Our Unschooling Adventure - which officially started in Lowell in the Fall of 2005 - now continues in Berlin.

Sunday, September 18, 2005

More Nighttime Math with Supriya

Supriya wanted to do math last night, and I decided to give her a "word problem" (a term both Manisha and I find amusing; for us math is just another language to express facts from real life, thus all problems are word problems to us!). I asked her, "How old will you be when Gargi turns 21?" Supriya knows Gargi is 12 and she is 6. Supriya disappeared in the cardboard box she was playing in. After a longish time, "25?" I sort of knew she was on the right track & she meant 15. I decided to simplify the problem, "How old will you be when Gargi turns 13?" "7." "15?" "9." So far so good.

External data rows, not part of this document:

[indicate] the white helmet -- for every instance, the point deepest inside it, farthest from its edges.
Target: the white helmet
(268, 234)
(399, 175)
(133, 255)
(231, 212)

Then I made her come out of the box, brought out her "math-notebook" and gave her a pencil. "Now use the paper and pencil and tell me how old you will be when Gargi turns 21." "15!" On the paper were 9 dots. She made the 9 dots counting from 12 to 21, and added them to her own age. All I did was ask the question and let her figure out the process. She is evidently smart enough to figure out all the parts of the process (e.g. that Gargi and she will grow older at the same rate, a completely non-intuitive fact we take for granted!).

I decided to test her further and give her a silly-sounding problem, "How old will you be when Aseem (currently almost 4) turns 79?" She gave me a surprised look and then got to work. "82?" She was obviously on the right track, just miscounting by one. I corrected her and went on to do more problems along similar lines. [Later Manisha corrected me that Aseem is 3 (and not quite 4), and Supriya was indeed right when she said 82. So I went and apologized to her for wrongly correcting her.]

It's great to be able to ask her these problems and see the machinery of her mind work. I can see that her concepts are sound, even when her answers are off by a bit -- this has happened to me when I was little also, so it's not a big deal. The teacher in a typical classroom will never have the luxury of spending this amount of time with each student to find out why they gave the answer they did, right or wrong.